Human rights issues have remained a point of contention between the West and Central Asia. Despite a quarter century of democratization initiatives, the region is as authoritarian as ever, with the exception of Kyrgyzstan (though there are separate concerns about backsliding there). More recent strategies out of Washington have prioritized keeping discussions of human rights issues behind closed doors and ranked below security concerns.
This has seen a few individual instances of success, such as the release last November of the region’s longest-serving political prisoner in Uzbekistan. Murod Juraev spent 21 years in Uzbek prison camps before his release. Despite cases like Juraev’s, the systems that permit, and at times prioritize, detaining political opposition and activists remain firmly in place. Uzbekistan’s Islam Karimov similarly pursues his opponents overseas. Meanwhile the United States and the EU often decline available mechanism to increase pressure on Central Asian regimes and to the contrary continue providing military and security assistance.
Marius Fossum, the Norwegian Helsinki Committee regional representative in Central Asia, said in the group’s release today, “Now is when Tajikistan’s international partners, including the U.S. and EU, should send President Emomali Rahmon a clear message: repression will no longer be cost-free.”

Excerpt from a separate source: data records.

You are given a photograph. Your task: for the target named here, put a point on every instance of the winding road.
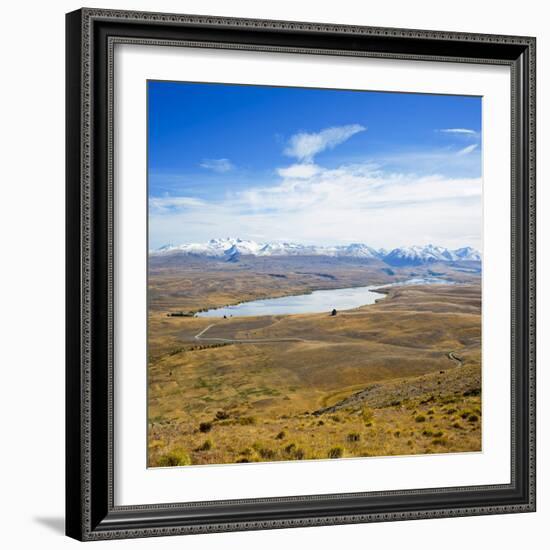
(200, 336)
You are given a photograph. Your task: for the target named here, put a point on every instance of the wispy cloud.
(467, 150)
(167, 203)
(353, 202)
(304, 146)
(217, 165)
(460, 131)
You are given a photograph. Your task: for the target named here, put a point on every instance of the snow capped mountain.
(468, 253)
(230, 249)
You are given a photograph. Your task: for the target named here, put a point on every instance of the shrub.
(206, 446)
(205, 427)
(367, 415)
(336, 452)
(290, 448)
(247, 420)
(176, 457)
(299, 454)
(266, 453)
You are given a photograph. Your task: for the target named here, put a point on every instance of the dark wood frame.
(90, 510)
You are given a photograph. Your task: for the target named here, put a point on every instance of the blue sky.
(312, 165)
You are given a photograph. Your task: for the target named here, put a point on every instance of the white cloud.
(352, 203)
(464, 131)
(299, 171)
(467, 150)
(168, 203)
(304, 146)
(217, 165)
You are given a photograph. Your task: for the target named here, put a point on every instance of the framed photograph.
(300, 274)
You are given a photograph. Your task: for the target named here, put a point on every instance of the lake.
(319, 301)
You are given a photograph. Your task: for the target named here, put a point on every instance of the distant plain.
(399, 377)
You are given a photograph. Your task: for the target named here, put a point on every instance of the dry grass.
(355, 386)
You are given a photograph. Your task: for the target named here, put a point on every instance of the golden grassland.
(373, 381)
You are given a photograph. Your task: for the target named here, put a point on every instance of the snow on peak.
(231, 248)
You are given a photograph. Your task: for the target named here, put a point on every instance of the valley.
(400, 376)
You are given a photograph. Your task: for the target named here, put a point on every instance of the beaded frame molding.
(91, 38)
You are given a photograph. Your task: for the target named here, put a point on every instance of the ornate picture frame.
(91, 511)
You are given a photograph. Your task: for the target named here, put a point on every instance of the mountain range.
(230, 249)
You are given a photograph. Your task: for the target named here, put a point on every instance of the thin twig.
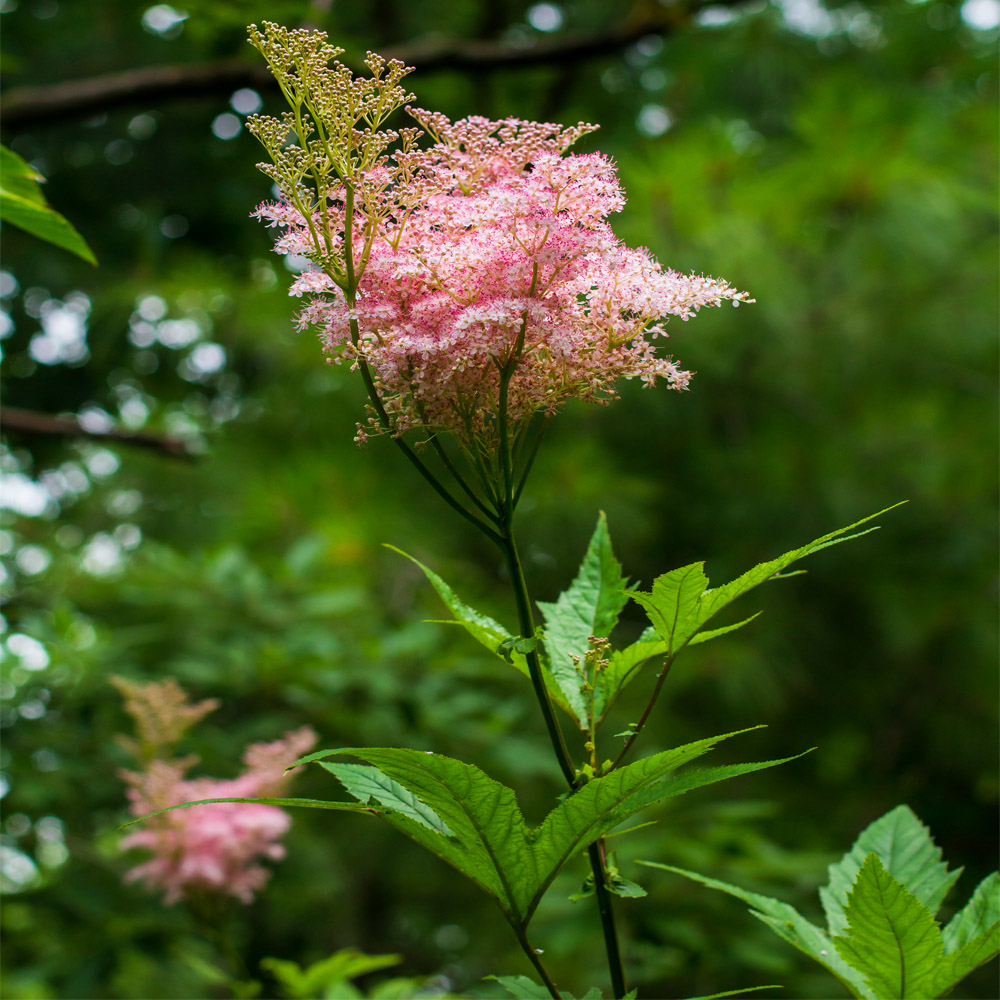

As Joshua Kucera reported yesterday for Eurasianet, a Pentagon program plans to grant Tajikistan $50 million in military aid aimed at countering regional terrorist groups. But other parts of the government are more circumspect. In testimony last week before the U.S. Congress on his agency’s annual worldwide threat assessment, U.S. Director of National Intelligence James Clapper, per his statement on the record, said:
Central Asian states remain concerned about the rising threat of extremism to the stability of their countries, particularly in light of a reduced Coalition presence in Afghanistan. Russia shares these concerns and is likely to use the threat of instability in Afghanistan to increase its involvement in Central Asian security affairs. However, economic challenges stemming from official mismanagement, low commodity prices, declining trade and remittances associated with Russia’s weakening economy, and ethnic tensions and political repression, are likely to present the most significant instability threat to these countries.